Myword.it – Maria Grazia Gregori
by on December 21, 2015 in ITALIANESI

 

Un testo sorprendente che racconta una storia sconosciuta e l’interpretazione magistrale di Saverio La Ruina rendono questa narrazione imperdibile.

Vedere Saverio La Ruina in scena non solo è un’emozione, non solo ci commuove, ma fa nascere nello spettatore la sensazione di trovarsi di fronte a un modo di fare teatro del tutto necessario.

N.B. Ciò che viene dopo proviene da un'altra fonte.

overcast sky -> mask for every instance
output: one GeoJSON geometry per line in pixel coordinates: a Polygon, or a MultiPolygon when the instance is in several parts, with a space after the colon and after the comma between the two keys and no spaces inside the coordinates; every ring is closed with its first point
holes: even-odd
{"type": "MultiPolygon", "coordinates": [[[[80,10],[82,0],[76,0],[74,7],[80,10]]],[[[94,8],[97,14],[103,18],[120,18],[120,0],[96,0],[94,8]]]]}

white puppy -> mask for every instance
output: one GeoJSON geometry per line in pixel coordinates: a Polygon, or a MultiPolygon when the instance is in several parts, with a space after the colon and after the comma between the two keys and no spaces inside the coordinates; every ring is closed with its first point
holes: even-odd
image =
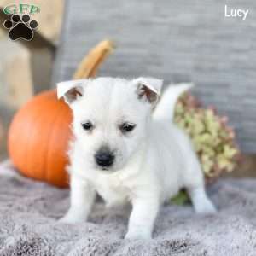
{"type": "Polygon", "coordinates": [[[129,239],[150,238],[160,206],[181,188],[195,212],[215,212],[189,139],[172,122],[176,101],[190,85],[170,86],[159,102],[162,81],[155,79],[58,84],[74,135],[71,207],[62,221],[86,221],[96,192],[108,205],[131,202],[129,239]]]}

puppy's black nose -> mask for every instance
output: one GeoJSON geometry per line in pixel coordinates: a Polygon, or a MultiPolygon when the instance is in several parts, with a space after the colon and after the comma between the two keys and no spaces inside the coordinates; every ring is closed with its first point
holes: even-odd
{"type": "Polygon", "coordinates": [[[102,167],[109,167],[113,165],[114,155],[109,150],[99,150],[95,154],[95,160],[102,167]]]}

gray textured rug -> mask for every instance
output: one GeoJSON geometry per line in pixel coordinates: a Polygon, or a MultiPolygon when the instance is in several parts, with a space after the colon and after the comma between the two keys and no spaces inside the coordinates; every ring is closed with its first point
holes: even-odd
{"type": "Polygon", "coordinates": [[[68,190],[0,166],[0,255],[256,255],[256,180],[222,180],[208,192],[218,214],[166,205],[154,239],[131,241],[127,209],[99,202],[88,223],[60,224],[68,190]]]}

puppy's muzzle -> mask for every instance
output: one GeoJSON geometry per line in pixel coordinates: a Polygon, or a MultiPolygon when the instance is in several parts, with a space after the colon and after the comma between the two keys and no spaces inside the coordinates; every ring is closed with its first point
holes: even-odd
{"type": "Polygon", "coordinates": [[[101,167],[110,167],[114,161],[113,154],[106,148],[101,148],[95,155],[95,161],[101,167]]]}

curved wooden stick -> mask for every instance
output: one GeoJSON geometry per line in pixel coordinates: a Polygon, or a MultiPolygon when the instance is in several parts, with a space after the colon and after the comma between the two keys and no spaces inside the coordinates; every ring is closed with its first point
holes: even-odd
{"type": "Polygon", "coordinates": [[[103,40],[93,48],[82,60],[76,72],[73,79],[81,79],[95,77],[99,66],[111,54],[114,44],[110,40],[103,40]]]}

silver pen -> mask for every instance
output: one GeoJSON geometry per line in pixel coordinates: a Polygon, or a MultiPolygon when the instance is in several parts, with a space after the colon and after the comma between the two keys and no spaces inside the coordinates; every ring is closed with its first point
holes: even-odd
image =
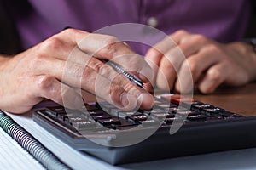
{"type": "Polygon", "coordinates": [[[142,82],[142,81],[138,77],[137,77],[135,75],[130,74],[118,64],[113,63],[109,60],[103,60],[103,62],[107,63],[108,65],[110,65],[112,68],[113,68],[117,72],[122,74],[124,76],[128,78],[128,80],[130,80],[132,83],[136,84],[137,86],[138,86],[142,88],[144,88],[143,82],[142,82]]]}

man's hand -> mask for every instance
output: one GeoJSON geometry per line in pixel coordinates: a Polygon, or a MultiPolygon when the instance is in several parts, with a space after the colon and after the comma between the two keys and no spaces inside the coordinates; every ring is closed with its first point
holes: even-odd
{"type": "Polygon", "coordinates": [[[16,56],[0,58],[0,108],[22,113],[49,99],[78,109],[95,94],[124,110],[152,107],[151,94],[102,60],[123,65],[144,82],[152,79],[149,65],[117,38],[67,29],[16,56]]]}
{"type": "Polygon", "coordinates": [[[209,94],[223,83],[240,86],[256,79],[256,54],[248,44],[222,44],[185,31],[170,38],[150,48],[145,58],[156,72],[156,85],[162,89],[188,92],[192,82],[201,92],[209,94]],[[163,83],[164,79],[168,84],[163,83]]]}

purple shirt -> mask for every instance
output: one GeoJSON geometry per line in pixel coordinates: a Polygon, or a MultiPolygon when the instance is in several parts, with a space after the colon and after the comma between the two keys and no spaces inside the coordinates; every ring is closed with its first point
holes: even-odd
{"type": "MultiPolygon", "coordinates": [[[[250,8],[247,0],[28,1],[32,10],[15,19],[24,48],[67,26],[92,32],[118,23],[149,25],[166,34],[184,29],[219,42],[231,42],[243,37],[250,8]]],[[[137,51],[145,53],[144,49],[137,51]]]]}

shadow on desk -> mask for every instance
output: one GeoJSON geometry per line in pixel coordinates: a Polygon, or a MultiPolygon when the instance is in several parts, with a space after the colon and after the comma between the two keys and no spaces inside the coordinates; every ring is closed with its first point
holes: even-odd
{"type": "MultiPolygon", "coordinates": [[[[221,87],[213,94],[207,95],[196,93],[194,98],[244,116],[256,116],[256,82],[239,88],[221,87]]],[[[145,170],[256,169],[256,148],[128,164],[121,167],[145,170]]]]}
{"type": "Polygon", "coordinates": [[[256,148],[123,165],[128,169],[247,170],[256,169],[256,148]]]}
{"type": "Polygon", "coordinates": [[[232,112],[256,116],[256,82],[238,88],[221,87],[207,95],[196,93],[194,98],[232,112]]]}

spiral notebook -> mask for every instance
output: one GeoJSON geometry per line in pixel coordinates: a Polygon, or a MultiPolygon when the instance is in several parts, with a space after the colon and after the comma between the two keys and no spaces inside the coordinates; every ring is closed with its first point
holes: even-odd
{"type": "Polygon", "coordinates": [[[0,159],[3,169],[70,169],[22,127],[0,110],[0,159]],[[9,163],[10,160],[15,163],[9,163]]]}

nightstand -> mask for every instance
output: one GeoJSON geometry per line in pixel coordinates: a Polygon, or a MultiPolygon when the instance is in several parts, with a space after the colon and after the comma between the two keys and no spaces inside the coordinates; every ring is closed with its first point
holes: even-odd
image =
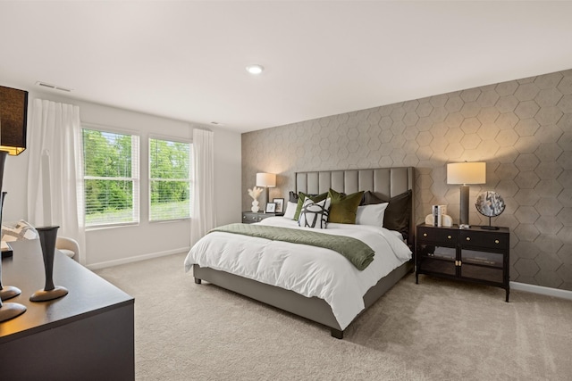
{"type": "Polygon", "coordinates": [[[243,211],[242,212],[242,223],[253,224],[255,222],[260,222],[264,219],[268,217],[283,216],[284,213],[262,213],[257,211],[243,211]]]}
{"type": "Polygon", "coordinates": [[[509,302],[508,228],[485,230],[478,226],[459,229],[417,226],[416,236],[416,283],[419,274],[479,283],[504,288],[509,302]]]}

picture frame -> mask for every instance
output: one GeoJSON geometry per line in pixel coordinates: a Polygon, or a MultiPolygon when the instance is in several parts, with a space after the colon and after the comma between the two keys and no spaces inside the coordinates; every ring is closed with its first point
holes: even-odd
{"type": "Polygon", "coordinates": [[[283,198],[273,198],[272,202],[276,204],[275,213],[284,212],[284,199],[283,198]]]}
{"type": "Polygon", "coordinates": [[[276,211],[276,203],[266,203],[266,213],[274,213],[276,211]]]}

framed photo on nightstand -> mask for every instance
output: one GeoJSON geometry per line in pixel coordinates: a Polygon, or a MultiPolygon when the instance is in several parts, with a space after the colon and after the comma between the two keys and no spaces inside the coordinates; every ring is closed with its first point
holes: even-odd
{"type": "Polygon", "coordinates": [[[266,203],[266,213],[273,213],[276,211],[276,203],[266,203]]]}
{"type": "Polygon", "coordinates": [[[276,204],[276,213],[284,212],[284,199],[283,198],[273,198],[272,202],[276,204]]]}

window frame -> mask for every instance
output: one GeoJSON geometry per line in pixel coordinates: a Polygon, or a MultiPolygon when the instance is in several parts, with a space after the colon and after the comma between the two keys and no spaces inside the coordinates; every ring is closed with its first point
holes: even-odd
{"type": "Polygon", "coordinates": [[[193,141],[189,138],[184,137],[177,137],[172,136],[165,135],[156,135],[156,134],[149,134],[147,137],[147,221],[150,224],[155,223],[164,223],[164,222],[176,222],[176,221],[185,221],[189,220],[192,218],[192,191],[193,191],[193,141]],[[173,143],[183,143],[189,145],[189,178],[152,178],[151,177],[151,140],[163,140],[166,142],[173,142],[173,143]],[[172,219],[151,219],[151,186],[153,181],[188,181],[189,182],[189,217],[180,217],[180,218],[172,218],[172,219]]]}
{"type": "Polygon", "coordinates": [[[101,224],[92,224],[88,225],[87,222],[87,213],[86,210],[88,208],[87,201],[84,201],[84,210],[83,210],[83,219],[84,219],[84,226],[86,230],[96,230],[100,228],[121,228],[121,227],[128,227],[128,226],[138,226],[140,224],[141,220],[141,207],[140,207],[140,195],[141,195],[141,164],[140,164],[140,155],[141,155],[141,135],[139,131],[134,129],[122,128],[112,126],[105,125],[98,125],[93,123],[81,123],[81,150],[83,154],[84,162],[82,163],[82,186],[83,190],[83,197],[85,199],[85,187],[86,187],[86,180],[110,180],[110,181],[132,181],[132,205],[133,205],[133,220],[131,221],[117,221],[117,222],[108,222],[108,223],[101,223],[101,224]],[[86,176],[86,167],[85,167],[85,151],[84,151],[84,134],[83,130],[94,130],[99,131],[103,133],[109,134],[117,134],[117,135],[128,135],[131,137],[131,177],[130,178],[122,178],[122,177],[100,177],[100,176],[86,176]]]}

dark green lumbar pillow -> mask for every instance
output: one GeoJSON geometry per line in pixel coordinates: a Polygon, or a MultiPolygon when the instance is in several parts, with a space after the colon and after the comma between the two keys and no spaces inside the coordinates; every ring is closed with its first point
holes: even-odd
{"type": "Polygon", "coordinates": [[[296,205],[296,213],[294,213],[294,219],[298,220],[298,219],[299,219],[300,211],[302,211],[302,205],[304,205],[304,200],[306,200],[306,197],[309,198],[315,203],[318,203],[322,200],[325,200],[327,196],[327,192],[321,195],[307,195],[304,192],[299,192],[298,195],[298,205],[296,205]]]}
{"type": "Polygon", "coordinates": [[[363,195],[363,191],[345,195],[330,189],[328,197],[332,199],[332,206],[330,207],[329,221],[339,224],[355,224],[358,207],[363,195]]]}

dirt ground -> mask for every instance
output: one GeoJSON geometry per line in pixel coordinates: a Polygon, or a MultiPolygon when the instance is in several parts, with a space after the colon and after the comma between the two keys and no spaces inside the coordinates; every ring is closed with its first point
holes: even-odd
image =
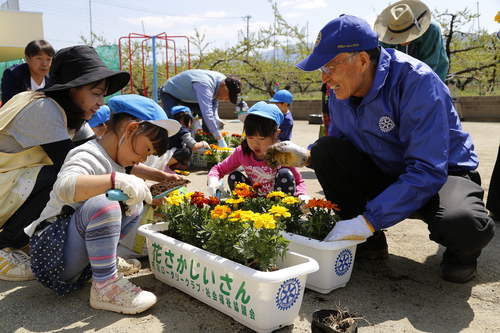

Sarà per l’estrema naturalezza della sua presenza scenica – sembra niente ma nasce invece da una bravura addirittura mostruosa – sarà per la misura con la quale costruisce la sua storia, sarà per la semplicità con la quale la racconta: non ci si può fare niente – noi e lui –, è così. E pensare che le sue storie non sono mai scritte e recitate per stupire e affascinare, il suo modo di fare teatro è quasi elementare: lui, una sedia, la luce, un accompagnamento musicale in grado di dilatare la parola arricchendola di assonanze, non un ornamento ma un alter ego fondamentale per la sua narrazione. Insomma: quattro tavole e una passione come diceva Lope de Vega. I personaggi di La Ruina nascono da uno studio comportamentale, da una valenza antropologica, dall’osservazione della realtà, dal bisogno di dare vita a qualcosa che lo ha colpito, che non resta però chiuso nell’esclusivo cerchio della sua sensibilità, ma che si trasforma, grazie al suo modo di essere attore, alla sua capacità affabulatoria in qualcosa che ci riguarda. È successo con Dissonorata, con La Borto, e oggi tutto questo si ripete con Italianesi: se nei primi due si indagava sulla condizione femminile in Meridione, in quest’ultimo testo Saverio gira pagina, cambia decisamente direzione. Da un io indifeso, dalla dignità calpestata dei primi due lavori che l’hanno fatto conoscere al di là dei confini della Calabria, giunge qui a uno sguardo più consapevole, più profondo verso un dramma praticamente sconosciuto, che attraverso la riflessione, la sorpresa, la rabbia per le ingiustizie patite dai personaggi di cui racconta trasforma la storia di un singolo nella storia di molti. […] Saverio La Ruina ci rivela una realtà terribile, una condizione di infelicità e un carico di dolore insopportabili in un italiano dolce con l’accento del Sud e non in dialetto calabrese come negli spettacoli precedenti perché questa è una storia che supera i confini, per diventare vita di una parte non piccola di gente che si è trovata a pagare colpe non sue. Lo fa con estremo pudore: un uomo solo in scena, la voce chiara, il gesto misurato, un’interpretazione formidabile. Da non perdere.